If you only borrow £20 the next month, you’ve halved your deficit (£40 to £20) but your debt still goes up by £20, to £100. Politicians can thus claim to have halved improved things by reducing the deficit, masking the fact that debts are rising.

It could have been much better: between 1998 and 2001, under Tony Blair, the country had four years of surplus, but Labour just increased the debt.

If Labour claims to have reduced the deficit or run a surplus it won’t mention this.

The Tories (and the next government) are hamstrung because the average growth of public spending is about 3%, and much of this is automatic — rising pensions, for example.

GDP. Debt can also be expressed as a percentage of total economic output, or GDP (“gross domestic product”).

The debt looks better if national productivity is on the increase: if you borrow £50 off a friend and your household has £200 coming in, you’re less financially robust than next door, if they owe £50 but have £400 coming in.

STRUCTURAL deficit is where simple comparisons break down. This is the budget deficit (income v outgoings), adjusted to account for the cyclical nature of the economy. The deficit automatically falls when the economy grows, so the structural deficit excludes the effect of this. It’s the deficit that’s not affected by economic performance.

It’s this more complicated (easier to fiddle, I’d suggest) figure that George Osborne promised to eliminate by 2015-16.

He failed, hence the Tories’ attempts at making up stats to claim some kind of success.

The Government has reduced the structural deficit but not as much as they promised.

Because of this, the Tories are now trying to say they’ve reduced spending as a percentage GDP but this is also untrue.

The debt, £811bn at the 2010 election, was 55.3% of GDP while December’s £1,111bn was 70.7% of GDP.

The national debt is forecast to hit 74.7% of GDP this year and peak at 79.9% in 2015-16, before falling slightly by 2016-17.

At which point whoever is in power will claim the credit.

The UK’s 77% of GDP should also be compared to Japan’s 225%, Italy’s 120% and the US’s 75%.

In the late 1940s, UK debt was over 180% of GDP, and around that time we set up the welfare state and NHS.

Mr Cameron was of course criticised for saying the cuts had not reduced economic growth, when the Office for Budget Responsibility says it has.

From 2002–2007, Labour increased national debt to 37% of GDP (37%!), because it increased spending on health and education (the social security budget also rose).

Whether borrowing to spend on schools and hospitals is good or bad is another debate, but Labour increased the debt.

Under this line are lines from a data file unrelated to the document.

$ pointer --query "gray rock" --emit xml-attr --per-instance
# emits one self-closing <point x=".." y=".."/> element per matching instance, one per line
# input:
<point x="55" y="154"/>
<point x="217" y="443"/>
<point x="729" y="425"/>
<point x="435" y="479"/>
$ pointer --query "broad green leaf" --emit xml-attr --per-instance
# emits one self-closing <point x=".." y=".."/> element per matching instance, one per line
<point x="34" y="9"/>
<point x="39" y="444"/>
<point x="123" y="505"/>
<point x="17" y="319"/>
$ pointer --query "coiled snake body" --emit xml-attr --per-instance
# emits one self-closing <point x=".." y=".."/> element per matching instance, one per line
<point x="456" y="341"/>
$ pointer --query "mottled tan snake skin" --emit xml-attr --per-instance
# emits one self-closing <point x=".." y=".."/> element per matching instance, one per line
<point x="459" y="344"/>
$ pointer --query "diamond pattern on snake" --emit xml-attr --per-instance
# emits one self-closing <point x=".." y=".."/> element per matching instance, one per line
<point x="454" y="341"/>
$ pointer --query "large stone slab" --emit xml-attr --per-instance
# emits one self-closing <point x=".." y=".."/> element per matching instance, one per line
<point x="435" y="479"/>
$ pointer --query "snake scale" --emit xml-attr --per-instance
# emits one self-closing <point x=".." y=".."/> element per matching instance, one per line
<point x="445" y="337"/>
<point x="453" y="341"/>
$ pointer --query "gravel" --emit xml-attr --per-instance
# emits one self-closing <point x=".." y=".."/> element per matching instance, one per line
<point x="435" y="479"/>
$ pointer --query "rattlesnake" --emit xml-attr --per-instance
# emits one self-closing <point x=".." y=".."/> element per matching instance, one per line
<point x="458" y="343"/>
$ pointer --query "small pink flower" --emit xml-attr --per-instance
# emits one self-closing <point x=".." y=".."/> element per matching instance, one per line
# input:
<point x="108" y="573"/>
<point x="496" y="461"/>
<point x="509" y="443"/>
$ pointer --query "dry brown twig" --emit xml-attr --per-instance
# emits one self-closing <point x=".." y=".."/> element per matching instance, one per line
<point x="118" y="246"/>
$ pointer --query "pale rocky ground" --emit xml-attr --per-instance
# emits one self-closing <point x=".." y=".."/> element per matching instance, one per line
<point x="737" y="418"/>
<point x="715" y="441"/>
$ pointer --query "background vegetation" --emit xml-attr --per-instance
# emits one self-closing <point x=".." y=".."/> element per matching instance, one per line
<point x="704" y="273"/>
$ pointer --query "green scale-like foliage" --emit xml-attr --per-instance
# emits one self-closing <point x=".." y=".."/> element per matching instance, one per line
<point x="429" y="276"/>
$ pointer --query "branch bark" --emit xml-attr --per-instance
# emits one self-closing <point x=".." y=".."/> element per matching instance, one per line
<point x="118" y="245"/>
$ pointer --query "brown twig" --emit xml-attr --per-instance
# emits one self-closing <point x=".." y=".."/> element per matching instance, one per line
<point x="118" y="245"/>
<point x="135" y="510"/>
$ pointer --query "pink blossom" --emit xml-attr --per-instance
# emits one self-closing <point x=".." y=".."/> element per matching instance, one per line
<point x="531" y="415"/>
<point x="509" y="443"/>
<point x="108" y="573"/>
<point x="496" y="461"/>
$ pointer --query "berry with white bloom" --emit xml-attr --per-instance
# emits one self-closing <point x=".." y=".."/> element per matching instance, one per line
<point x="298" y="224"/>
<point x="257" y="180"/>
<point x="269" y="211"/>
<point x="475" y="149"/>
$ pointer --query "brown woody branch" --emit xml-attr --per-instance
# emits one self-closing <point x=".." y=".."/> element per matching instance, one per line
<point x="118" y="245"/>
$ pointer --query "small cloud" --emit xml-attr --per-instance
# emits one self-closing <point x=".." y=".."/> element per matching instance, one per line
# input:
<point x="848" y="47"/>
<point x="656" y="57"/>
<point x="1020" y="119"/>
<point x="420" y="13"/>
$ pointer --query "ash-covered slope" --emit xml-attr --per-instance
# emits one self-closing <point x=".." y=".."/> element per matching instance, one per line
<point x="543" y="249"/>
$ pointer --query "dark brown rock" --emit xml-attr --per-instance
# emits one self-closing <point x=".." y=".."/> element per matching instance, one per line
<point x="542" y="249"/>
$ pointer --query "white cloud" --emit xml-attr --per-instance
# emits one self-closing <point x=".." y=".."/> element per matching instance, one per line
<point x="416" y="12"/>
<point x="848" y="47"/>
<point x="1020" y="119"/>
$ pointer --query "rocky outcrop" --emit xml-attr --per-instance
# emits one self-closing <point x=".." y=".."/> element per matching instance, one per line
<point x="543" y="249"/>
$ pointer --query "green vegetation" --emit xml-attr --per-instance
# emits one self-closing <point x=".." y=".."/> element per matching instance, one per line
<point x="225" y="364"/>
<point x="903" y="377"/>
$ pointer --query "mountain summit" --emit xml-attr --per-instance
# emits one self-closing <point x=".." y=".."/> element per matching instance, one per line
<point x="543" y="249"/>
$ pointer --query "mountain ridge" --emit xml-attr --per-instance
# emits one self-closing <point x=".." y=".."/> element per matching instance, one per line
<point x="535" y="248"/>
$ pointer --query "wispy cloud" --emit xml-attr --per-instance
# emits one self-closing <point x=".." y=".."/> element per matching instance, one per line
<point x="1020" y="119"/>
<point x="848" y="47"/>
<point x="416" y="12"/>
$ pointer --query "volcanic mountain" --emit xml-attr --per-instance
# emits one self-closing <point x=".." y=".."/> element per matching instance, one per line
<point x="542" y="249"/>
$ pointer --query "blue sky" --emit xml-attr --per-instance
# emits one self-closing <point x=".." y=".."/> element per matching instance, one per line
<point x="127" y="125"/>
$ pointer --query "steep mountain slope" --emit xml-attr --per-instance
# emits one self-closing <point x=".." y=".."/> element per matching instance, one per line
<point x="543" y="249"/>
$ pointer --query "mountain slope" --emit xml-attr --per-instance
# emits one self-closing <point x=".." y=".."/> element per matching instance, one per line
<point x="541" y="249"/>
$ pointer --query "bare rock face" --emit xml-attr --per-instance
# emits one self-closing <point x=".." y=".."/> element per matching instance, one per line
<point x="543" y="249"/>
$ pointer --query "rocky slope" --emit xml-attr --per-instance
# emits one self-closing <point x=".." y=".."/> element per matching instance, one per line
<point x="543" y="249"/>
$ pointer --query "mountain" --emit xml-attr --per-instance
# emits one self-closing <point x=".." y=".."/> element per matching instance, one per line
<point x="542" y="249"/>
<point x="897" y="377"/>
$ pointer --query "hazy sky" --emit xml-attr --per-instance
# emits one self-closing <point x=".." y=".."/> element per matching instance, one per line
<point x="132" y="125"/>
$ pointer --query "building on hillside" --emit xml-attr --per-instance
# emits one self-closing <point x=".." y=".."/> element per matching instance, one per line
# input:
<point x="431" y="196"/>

INVESTMENT BORROWING: it’s also worth knowing that borrowing is both borrowing to fill a revenue deficit and borrowing for investment.

This is like you borrowing £20,000, £5,000 to clear a credit card debt you ran up while out of work (debt) and £15,000 for a house extension (investment, but still a debt).

There IS a difference between the parties here: in 2007, Labour borrowed £37.7bn, of which £28.3bn was investment. In 2013, the Conservative-led coalition borrowed £91.5bn, but only £23.7bn was invested, so the Tories can claim to have cut something, even though this is public sector investment.

As a percentage of GDP, public sector investment has shrunk from 3.5% to 1.5% under the Tories.

As is moderately clear above, a booming economy reduces the deficit (or even creates a surplus) making repayment of debt easier.

Unfortunately politicians of all hues believed the bankers’ claims that it would ever be thus (“No more boom and bust” and all that tosh) and Labour was happy to increase debt while in budget surplus.

After 2008, debt increased sharply because of the recession (lower tax receipts, higher spending on unemployment benefits). This also exposed a structural deficit, caused by excessive spending.

There was also the minor matter of Northern Rock, RBS, Lloyds…

I think I’ve got this right but I’m not the only ones to find it complex: last year David Cameron was told off for saying the Tories were “paying down Britain’s debts” when he meant deficit, the same mistake the-then Moorlands MP made in a letter to the Chronicle a couple of months ago.